The days seemed endless, like a vague dream. Each morning we arose wondering what change in our lives the day would bring. The fact that the King was suffering from smallpox could not be kept from him. He demanded a mirror to be brought to him and when he looked into it he groaned with horror. Then he was immediately calm.

“At my age,” he said, ‘one does not recover from that disease. I must set my affairs in order. ” Madame du Barry was at his bedside but he shook his head sadly at her. It grieved him more than anything to part with her, but she must leave him … for her own sake and for his.

She left reluctantly. Poor Madame du Barry! The man who had stood between her and her enemies was fast losing his strength. The Ring kept asking for her after she had left and was very desolate without her. I felt differently towards her from that time. I wished I had been kinder to her and spoken to her now and then. How sad she must be feeling now, and her sorrow would be mingled with fear, for what would become of her when her protector was gone?

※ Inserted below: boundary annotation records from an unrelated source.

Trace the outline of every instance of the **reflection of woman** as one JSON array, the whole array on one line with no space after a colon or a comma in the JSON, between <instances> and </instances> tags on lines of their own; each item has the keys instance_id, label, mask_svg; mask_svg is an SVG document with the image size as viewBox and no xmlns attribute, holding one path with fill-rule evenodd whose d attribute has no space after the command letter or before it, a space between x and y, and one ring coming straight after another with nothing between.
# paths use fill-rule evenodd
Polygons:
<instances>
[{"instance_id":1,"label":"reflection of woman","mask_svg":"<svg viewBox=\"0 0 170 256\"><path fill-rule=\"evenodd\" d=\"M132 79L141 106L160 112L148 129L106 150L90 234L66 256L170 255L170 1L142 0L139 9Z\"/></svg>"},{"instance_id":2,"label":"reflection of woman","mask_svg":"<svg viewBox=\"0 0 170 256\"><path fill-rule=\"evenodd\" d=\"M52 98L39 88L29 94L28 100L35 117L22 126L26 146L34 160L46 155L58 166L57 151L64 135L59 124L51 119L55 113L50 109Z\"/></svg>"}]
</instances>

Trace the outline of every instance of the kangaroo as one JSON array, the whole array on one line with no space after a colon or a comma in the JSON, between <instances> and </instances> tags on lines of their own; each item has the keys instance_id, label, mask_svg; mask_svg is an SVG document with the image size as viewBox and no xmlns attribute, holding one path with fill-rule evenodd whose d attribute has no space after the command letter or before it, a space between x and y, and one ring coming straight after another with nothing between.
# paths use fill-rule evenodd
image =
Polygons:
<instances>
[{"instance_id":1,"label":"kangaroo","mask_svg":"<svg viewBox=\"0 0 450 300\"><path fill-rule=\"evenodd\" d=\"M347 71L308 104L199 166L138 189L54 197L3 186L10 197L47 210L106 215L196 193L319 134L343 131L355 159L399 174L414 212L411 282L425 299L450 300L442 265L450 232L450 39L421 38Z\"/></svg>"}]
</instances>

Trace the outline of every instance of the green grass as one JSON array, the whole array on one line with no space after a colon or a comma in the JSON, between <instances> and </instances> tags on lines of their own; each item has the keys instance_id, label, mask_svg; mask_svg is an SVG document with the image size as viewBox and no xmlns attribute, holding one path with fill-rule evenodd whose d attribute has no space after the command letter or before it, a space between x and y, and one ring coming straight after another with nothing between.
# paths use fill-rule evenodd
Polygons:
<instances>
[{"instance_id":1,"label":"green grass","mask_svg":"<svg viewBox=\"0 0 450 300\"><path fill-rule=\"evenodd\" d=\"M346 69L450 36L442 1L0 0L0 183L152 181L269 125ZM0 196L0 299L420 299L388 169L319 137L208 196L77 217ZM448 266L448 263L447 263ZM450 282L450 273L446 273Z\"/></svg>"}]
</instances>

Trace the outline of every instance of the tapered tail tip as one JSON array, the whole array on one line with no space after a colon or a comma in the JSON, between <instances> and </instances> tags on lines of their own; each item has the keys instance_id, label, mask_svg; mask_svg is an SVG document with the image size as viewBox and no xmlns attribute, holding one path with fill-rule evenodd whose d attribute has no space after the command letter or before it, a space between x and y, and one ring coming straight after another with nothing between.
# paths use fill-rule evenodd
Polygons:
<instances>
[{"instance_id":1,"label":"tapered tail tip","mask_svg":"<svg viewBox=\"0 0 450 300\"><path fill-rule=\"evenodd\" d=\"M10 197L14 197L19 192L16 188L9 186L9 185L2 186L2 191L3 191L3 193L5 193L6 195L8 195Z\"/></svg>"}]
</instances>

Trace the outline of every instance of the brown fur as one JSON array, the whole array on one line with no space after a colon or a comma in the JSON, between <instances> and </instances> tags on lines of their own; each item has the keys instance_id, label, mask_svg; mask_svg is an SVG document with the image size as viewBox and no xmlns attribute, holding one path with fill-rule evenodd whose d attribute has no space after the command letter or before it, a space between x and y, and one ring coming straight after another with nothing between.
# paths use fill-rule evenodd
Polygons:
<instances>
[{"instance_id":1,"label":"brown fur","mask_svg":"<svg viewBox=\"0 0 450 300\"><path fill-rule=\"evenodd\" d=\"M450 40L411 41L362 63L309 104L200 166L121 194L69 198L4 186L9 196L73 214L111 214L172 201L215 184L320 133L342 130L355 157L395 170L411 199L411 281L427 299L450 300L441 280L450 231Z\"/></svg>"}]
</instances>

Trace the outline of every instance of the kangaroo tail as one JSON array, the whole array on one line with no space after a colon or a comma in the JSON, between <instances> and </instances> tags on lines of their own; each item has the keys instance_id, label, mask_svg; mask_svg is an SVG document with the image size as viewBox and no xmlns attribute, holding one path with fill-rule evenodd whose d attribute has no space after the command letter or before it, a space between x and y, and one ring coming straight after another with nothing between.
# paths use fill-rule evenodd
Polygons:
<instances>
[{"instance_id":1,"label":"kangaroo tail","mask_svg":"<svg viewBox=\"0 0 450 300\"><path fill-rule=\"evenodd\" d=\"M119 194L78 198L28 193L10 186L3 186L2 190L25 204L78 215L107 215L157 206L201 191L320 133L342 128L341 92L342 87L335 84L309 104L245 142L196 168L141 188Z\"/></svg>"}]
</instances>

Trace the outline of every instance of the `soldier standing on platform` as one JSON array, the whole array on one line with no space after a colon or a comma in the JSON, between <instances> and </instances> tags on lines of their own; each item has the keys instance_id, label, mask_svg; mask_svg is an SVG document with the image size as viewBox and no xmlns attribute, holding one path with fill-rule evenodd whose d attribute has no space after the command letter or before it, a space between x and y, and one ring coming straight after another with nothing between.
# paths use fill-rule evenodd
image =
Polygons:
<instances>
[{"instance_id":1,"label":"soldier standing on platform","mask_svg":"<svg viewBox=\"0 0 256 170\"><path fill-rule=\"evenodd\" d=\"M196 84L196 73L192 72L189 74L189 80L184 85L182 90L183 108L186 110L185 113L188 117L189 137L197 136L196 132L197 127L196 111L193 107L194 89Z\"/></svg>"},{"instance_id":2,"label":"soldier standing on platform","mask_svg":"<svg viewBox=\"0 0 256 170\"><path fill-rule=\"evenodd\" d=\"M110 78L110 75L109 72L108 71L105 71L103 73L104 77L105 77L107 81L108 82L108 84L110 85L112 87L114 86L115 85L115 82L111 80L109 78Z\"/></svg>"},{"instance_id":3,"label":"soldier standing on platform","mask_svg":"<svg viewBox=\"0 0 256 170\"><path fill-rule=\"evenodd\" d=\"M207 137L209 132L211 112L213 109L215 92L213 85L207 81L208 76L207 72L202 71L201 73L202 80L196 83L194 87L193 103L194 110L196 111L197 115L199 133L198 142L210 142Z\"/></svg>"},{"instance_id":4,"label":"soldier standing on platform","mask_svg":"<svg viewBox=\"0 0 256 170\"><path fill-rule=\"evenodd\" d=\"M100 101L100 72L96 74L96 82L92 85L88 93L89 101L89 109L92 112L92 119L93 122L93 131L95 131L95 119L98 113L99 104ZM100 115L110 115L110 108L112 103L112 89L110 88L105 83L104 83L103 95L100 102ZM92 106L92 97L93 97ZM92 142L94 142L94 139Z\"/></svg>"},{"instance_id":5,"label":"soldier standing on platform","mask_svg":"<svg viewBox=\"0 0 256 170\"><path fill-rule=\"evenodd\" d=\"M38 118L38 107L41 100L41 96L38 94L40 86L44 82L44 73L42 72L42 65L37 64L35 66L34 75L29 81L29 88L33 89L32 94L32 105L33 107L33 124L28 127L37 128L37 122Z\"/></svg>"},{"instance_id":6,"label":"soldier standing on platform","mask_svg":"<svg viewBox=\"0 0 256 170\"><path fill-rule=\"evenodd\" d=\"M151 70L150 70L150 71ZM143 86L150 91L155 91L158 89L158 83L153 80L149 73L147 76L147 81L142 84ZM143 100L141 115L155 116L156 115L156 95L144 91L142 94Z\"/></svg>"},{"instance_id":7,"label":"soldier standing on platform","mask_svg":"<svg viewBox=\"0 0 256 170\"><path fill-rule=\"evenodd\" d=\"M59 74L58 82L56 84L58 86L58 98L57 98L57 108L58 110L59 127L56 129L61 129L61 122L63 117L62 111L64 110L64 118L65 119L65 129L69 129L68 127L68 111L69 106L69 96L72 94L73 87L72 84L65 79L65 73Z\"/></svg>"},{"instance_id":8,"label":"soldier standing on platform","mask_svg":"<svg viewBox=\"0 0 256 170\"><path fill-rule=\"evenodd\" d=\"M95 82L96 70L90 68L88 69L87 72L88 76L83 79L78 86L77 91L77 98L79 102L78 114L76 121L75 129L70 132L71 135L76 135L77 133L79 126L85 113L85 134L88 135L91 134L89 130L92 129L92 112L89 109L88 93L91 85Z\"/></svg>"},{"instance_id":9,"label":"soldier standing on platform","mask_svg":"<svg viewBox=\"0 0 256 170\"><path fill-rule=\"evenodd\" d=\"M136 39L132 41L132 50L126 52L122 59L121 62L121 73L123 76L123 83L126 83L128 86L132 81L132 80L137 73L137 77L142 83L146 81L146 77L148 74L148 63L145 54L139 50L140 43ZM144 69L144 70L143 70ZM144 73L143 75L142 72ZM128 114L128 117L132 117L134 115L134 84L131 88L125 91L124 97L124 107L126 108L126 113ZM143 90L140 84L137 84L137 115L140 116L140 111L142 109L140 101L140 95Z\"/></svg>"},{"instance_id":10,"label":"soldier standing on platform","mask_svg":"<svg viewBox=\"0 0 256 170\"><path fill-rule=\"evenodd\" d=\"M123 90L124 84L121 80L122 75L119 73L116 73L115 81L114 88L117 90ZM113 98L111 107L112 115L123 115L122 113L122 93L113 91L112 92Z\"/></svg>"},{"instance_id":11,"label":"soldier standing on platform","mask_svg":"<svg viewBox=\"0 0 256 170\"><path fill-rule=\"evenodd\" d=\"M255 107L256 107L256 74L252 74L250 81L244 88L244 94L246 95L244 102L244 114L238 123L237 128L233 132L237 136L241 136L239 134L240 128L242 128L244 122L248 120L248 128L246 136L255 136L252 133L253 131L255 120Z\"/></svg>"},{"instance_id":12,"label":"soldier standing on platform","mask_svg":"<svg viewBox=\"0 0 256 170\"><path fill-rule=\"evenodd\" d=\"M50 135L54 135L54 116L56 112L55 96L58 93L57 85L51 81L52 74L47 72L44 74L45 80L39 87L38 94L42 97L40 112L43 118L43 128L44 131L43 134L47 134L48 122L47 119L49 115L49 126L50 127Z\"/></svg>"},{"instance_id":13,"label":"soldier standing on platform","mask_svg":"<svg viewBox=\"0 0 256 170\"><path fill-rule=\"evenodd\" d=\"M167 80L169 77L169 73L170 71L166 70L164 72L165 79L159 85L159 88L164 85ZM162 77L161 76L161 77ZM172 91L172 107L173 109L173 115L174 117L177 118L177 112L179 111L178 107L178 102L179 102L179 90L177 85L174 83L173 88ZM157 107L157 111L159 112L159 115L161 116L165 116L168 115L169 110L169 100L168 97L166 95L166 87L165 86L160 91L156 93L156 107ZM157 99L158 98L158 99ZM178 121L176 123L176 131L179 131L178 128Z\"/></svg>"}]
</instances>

He must have loved her dearly, for while his priests were urging him to confess he kept putting it off, for once he had confessed he would have to say a last goodbye to her, for only thus could he receive remission of his sins; and all the time he must have been hoping that he would recover and be able to send for her to come back to him.

But in the early morning of the 7th of May the King’s condition worsened so much that he decided to send for a priest.

From my windows I could see that the people of Paris had come to Versailles in their thousands. They wanted to be on the spot at the moment when the King died. I turned shuddering from the window; to me it seemed such a horrible sight, for sellers of food and wine and ballads were camping in the gardens and it was more like a holiday than a sacred occasion. The Parisians were too realistic to pretend that they were mourning; they were rejoicing because the old reign was passing and they hoped for so much from the new.

In the King’s apartments the Abbe Maudoux waited upon him; I heard the remark passed that it was the first time for over thirty years when he had been installed as the King’s confessor that he had been called to duty. In all that time the King had had no time for confession. How, it was asked, will Louis XV ever be able to recount all his sins in time?

I wished that I could have been with my grandfather then. I should have liked to tell him how much his kindness had meant to me. I would have told him that I should never forget our first meeting in Fontainebleau when he had behaved so charmingly to a frightened little girl. Surely such kindness would be in his favour; and although he had lived scandalously, none of those who had shared his debauchery had been forced to do so, and many had been fond of him. Madame du Barry had shown by her conduct not merely that he was her protector but that she loved him. She had left him now, not because she feared his disease but in order f to save his soul.

News was brought to our apartment of what was happening in the chamber of death. I heard that when the Cardinal de la Roche Aymon entered in full canonicals bringing with him the Host, my grandfather took his nightcap from his head and tried in vain to kneel in the bed, for he said:

“If my God deigns to honour such a sinner as I am with a visit, I must receive him with respect.”

Poor Grandfather, who had been supreme all his life a King from five years old now would be denuded of all his worldly glory and forced to face one who was a greater King than he could ever have been.

But the high dignitaries of the Church would not allow absolution merely in return for a few muttered words. This was no ordinary sinner; this was a King who had openly defied the laws of the Church and he must make public avowal of his sins; only thus could they be forgiven.

There was a ceremony in which we must all take part that his soul might be saved. We formed a procession, led by the Dauphin and myself with Provence, Artois, and their wives following us. We all carried lighted candles and followed the Archbishop from the chapel to the death chamber, lighted tapers in our hands, solemn expressions on our faces, and in my heart, and that of the Dauphin at least, a sorrow and a great dread.